Resolution - it’s universally accepted, in photographic circles, that it’s impossible to appreciate an increase in quality when comparing scans at 300 DPI with those at higher figures.
For most purposes, you’re unlikely to see any difference over 250 DPI and that’s for photographic quality. If you’re talking about graphic images - certificates etc. - you’ll get away perfectly well with 150 DPI and if you’re only ever going to look at them on a monitor 75 DPI will probably do.
I’m talking here of 1:1 scans; i.e. assuming you’re reproducing the original at life size. If you want to reproduce something at, say, twice the size, simply double the scanning resolution from 300 to 600 DPI.
JPEGs - the JPEG (or .jpg) format is known as a “lossy” format. It is widely used to reduce the file size of an original - for downloading, uploading to sites like Rootschat, or sending to somebody in an email. The original scanned image is compressed by effectively throwing away information contained in the image thereby producing a file of more modest size.
There are several ways of doing this and for the purposes of this board these are irrelevant but the problem is that, once the information is lost, you can’t get it back. You can apply various levels of compression and, for most purposes, you’ll not notice but in an over compressed image, things tend to break up and look ragged - known as jpg artifacts.

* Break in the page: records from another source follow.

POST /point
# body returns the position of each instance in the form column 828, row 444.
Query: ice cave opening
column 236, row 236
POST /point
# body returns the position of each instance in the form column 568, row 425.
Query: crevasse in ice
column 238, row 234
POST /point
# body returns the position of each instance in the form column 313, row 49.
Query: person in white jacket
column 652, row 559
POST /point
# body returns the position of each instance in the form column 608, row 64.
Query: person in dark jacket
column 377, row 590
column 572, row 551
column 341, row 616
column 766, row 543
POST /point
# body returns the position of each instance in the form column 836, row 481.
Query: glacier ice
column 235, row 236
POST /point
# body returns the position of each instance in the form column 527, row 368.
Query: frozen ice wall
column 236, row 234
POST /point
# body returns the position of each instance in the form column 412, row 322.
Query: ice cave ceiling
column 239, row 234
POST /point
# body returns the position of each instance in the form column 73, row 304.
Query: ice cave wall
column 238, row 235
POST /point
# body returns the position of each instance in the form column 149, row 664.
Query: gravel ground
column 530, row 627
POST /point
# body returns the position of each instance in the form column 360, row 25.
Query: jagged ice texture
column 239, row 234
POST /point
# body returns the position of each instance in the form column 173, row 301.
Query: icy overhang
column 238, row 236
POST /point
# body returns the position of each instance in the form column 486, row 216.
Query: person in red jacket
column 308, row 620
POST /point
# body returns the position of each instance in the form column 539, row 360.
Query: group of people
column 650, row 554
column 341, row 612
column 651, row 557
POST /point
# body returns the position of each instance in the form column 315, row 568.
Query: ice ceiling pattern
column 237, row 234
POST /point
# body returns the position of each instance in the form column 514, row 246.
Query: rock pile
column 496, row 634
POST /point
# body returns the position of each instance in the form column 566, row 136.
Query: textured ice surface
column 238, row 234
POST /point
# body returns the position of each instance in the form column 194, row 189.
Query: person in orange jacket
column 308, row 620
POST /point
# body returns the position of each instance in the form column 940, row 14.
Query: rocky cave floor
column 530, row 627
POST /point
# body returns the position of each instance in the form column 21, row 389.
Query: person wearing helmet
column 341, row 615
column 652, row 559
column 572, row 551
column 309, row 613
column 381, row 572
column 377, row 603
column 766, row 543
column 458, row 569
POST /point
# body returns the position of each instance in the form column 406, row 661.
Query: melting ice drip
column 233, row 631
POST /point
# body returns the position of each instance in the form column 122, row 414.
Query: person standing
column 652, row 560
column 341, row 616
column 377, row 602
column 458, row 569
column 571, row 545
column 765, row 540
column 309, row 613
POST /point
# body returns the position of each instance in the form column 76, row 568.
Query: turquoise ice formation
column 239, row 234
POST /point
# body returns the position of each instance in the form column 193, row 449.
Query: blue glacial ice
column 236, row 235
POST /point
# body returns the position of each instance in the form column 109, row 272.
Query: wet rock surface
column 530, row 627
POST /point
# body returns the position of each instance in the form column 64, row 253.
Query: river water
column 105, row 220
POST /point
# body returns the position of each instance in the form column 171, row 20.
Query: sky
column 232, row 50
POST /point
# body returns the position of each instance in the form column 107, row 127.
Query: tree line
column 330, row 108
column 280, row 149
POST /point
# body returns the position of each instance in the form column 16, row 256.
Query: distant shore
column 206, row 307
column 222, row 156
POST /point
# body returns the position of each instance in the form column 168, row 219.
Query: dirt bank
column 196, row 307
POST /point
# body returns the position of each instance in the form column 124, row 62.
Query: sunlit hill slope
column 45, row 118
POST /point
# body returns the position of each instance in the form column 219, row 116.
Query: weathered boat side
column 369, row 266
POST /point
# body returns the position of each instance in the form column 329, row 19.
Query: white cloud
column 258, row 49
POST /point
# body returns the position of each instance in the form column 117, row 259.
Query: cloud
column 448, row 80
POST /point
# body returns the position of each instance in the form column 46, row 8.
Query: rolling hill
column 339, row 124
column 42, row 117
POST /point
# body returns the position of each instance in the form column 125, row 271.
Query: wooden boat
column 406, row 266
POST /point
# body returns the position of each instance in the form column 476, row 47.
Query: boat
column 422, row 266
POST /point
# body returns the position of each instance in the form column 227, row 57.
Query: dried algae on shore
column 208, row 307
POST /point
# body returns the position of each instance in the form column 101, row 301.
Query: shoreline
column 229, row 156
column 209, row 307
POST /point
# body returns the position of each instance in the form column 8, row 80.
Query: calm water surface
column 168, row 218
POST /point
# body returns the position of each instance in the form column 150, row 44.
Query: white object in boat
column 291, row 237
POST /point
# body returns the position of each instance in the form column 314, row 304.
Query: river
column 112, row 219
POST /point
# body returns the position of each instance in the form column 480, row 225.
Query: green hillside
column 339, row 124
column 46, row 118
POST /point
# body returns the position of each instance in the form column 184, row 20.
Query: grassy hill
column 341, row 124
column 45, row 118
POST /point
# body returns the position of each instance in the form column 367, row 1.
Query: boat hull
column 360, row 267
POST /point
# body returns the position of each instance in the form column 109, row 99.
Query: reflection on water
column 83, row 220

The real problem comes if you take a JPEG image, do some work on it and save it again as a JPEG image. You will effectively be more than doubling the problem so, if it’s pure quality you're looking for avoid JPEGs.

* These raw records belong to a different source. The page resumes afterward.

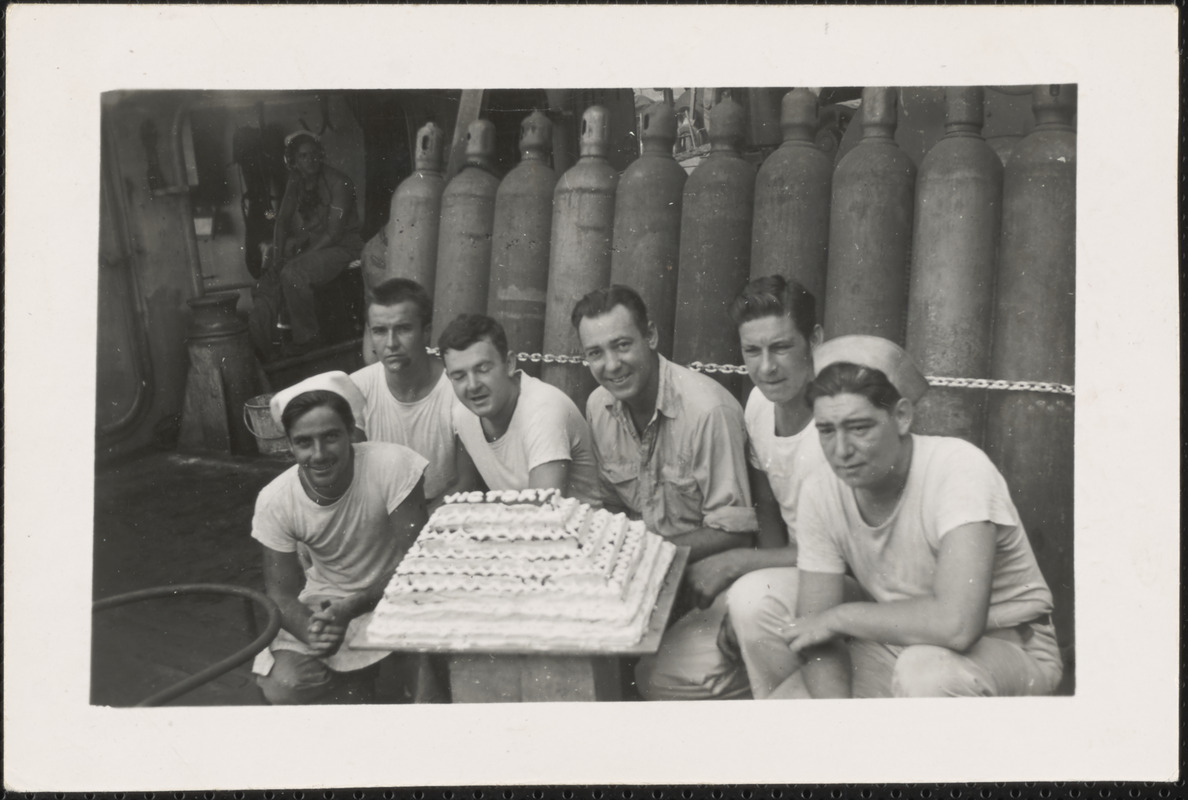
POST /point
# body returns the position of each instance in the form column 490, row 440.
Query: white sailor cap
column 878, row 353
column 336, row 382
column 297, row 134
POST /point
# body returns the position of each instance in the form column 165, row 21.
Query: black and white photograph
column 505, row 398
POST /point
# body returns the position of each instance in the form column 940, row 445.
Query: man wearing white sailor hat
column 954, row 600
column 351, row 512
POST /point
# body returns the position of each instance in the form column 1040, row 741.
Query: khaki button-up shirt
column 689, row 461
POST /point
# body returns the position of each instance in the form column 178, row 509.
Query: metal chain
column 933, row 380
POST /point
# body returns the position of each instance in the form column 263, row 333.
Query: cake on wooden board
column 523, row 568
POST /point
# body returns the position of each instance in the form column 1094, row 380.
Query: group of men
column 832, row 552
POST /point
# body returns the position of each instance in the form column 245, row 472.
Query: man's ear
column 903, row 415
column 816, row 338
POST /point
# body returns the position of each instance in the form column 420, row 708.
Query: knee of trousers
column 295, row 682
column 754, row 602
column 924, row 671
column 653, row 681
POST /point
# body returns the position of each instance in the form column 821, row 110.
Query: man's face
column 398, row 335
column 321, row 445
column 481, row 378
column 308, row 158
column 864, row 443
column 777, row 357
column 621, row 357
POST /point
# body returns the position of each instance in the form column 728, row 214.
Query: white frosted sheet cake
column 526, row 569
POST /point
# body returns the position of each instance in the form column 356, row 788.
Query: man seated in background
column 955, row 600
column 408, row 398
column 514, row 432
column 315, row 238
column 353, row 511
column 671, row 449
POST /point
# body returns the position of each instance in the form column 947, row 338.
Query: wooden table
column 574, row 674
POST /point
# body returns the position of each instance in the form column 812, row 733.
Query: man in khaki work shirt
column 671, row 448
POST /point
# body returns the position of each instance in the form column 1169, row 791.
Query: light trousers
column 1016, row 661
column 689, row 665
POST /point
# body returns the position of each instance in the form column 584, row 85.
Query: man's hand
column 711, row 577
column 328, row 625
column 809, row 631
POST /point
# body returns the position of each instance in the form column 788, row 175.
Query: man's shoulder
column 278, row 487
column 757, row 407
column 368, row 378
column 701, row 395
column 599, row 402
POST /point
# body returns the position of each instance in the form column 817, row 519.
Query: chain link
column 732, row 369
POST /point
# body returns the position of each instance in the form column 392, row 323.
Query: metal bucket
column 270, row 438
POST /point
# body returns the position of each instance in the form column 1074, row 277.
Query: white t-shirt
column 950, row 483
column 425, row 426
column 348, row 542
column 787, row 460
column 545, row 427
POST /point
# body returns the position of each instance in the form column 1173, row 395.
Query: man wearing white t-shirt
column 349, row 512
column 514, row 432
column 777, row 329
column 408, row 398
column 955, row 603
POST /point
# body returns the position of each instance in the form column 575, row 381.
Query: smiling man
column 408, row 398
column 955, row 600
column 333, row 529
column 514, row 432
column 671, row 449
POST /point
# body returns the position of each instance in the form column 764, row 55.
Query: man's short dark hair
column 296, row 140
column 308, row 401
column 602, row 301
column 845, row 378
column 402, row 290
column 467, row 329
column 775, row 295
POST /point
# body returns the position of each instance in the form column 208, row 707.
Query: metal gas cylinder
column 959, row 208
column 715, row 246
column 519, row 256
column 415, row 213
column 648, row 222
column 870, row 228
column 463, row 239
column 1029, row 434
column 790, row 235
column 580, row 253
column 223, row 375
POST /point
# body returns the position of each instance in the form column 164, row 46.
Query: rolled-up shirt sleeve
column 720, row 466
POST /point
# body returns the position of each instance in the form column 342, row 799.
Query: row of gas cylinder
column 968, row 264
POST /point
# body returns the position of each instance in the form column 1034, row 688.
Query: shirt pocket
column 681, row 496
column 623, row 478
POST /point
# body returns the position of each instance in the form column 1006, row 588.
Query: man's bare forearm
column 827, row 671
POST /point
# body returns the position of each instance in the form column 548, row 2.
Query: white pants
column 1016, row 661
column 689, row 665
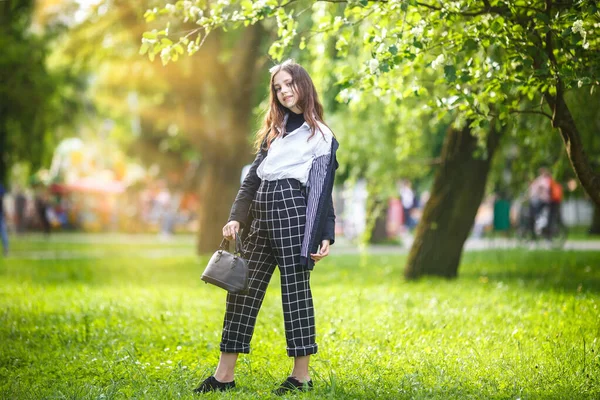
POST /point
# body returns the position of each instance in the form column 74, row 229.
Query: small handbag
column 228, row 270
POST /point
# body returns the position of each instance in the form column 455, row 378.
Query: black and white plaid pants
column 275, row 238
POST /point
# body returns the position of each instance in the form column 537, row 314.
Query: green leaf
column 144, row 48
column 450, row 73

What’s the solution? Simple, use something like TIFF and, if you need a smaller file, make a JPEG from that but keep the original. Most professionals use Photoshop and that has it’s own industry standard file format PSD. Serious photographers save their originals as RAW image files and work on them at home. Cameras that only produce JPEG files take the RAW image and decide for themselves what is best for the image.